I understand he ran because issues involving the sign at his business on Glen Avenue, but now he’s become an effective spokesperson for progressive change in Berlin. What’s more, unlike other champions of those policies on the council, Councilor Poulin is a Berlin native, which is important to many voters. He mixes laissez-faire economics with a flair for marketing and then speaks when just as the room pauses. Most politicians are better at avoiding questions and employing doublespeak, but he’s comfortable putting his positions on his business card. It makes me look forward to next Monday night.

New York and Beyond

It is getting close to the holidays, which, for my wife and I, means a trip. We get out of town for Christmas instead of try to choose between our five families (two sets of divorced parents and my sister with the only niece and nephew). It works well, but it means I spend the weeks leading up to when we leave frantically trying to get everything done.
That was the story this last weekend: we went to New York to see my wife’s family. That will be the story next weekend, when we take my niece for the weekend to give my sister a break. And then we are headed to Mexico for a few weeks of thermal restoration.
So my LPJ work is likely to be spotty until I get back. Or, if I wind up taking my computer, it might just have a different flavor.

I wanted to get this out there, however, before I get busy again. (Lots going on today. There were several drug related arrests this weekend, and the third person allegedly involved in the home invasion was arrested. Busy day.)
I was in New York, at a birthday party for one of my step-in-laws, when someone asked me what I do. I described working for the paper, and they were interested in Berlin. I described the city as best I could, including its challenges, and several people sat in rapt attention. My description of a pace of life and a world where everyone knows one another obviously uncovered a nostalgia many of the urbanites had worked to bury. I described many of the things I describe on here, and they were amazed such a place still exists.
Berlin has problems: landlords, jobs, drugs, poverty. But it also is so special. I really do think many people in Berlin don’t realize it is because they don’t leave often enough. They don’t spend enough time in the high speed world, where it’s more important to avoid eye contact with a stranger than it is to avoid bumping into them.
I like leaving Berlin, because every time I come back. I drive into a town that feels like it is perpetually waking up, never moving at the full speed of the day. It is a treasure, and when I tell people about it they act I’m talking about Narnia or Atlantis. That pace, which Berlin takes for granted, is what so many people are yearning for. I can’t help but enjoy the fact that I get paid to come up and slow down every day.

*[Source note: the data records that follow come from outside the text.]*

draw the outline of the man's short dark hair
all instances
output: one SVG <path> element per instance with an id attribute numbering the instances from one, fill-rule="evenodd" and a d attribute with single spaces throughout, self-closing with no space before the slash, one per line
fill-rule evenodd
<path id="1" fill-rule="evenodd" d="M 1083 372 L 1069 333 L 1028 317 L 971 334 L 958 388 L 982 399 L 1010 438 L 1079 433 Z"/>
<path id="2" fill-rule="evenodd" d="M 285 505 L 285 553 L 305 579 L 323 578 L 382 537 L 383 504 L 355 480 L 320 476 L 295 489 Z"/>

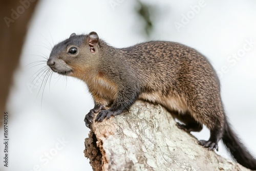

Dirty to Clean (or Reborn)

Good signs are spreading through Berlin. The properties at 90 and 92 Main St. were cleaned up with Neighborhood Stabilization Program money. Notre Dame was cleaned up with an EPA Brownfields grant. The property on High Street was cleaned up by the land owner. Berlin has things to smile about. These aren’t the most recent photos by any means, but it’s clear the work has been progressing. Under storm clouds and winter skies it might be hard to recognize, but slowly the city is riding itself of its most decrepit eyesores. Sometimes it just takes someone pointing it out before you notice it.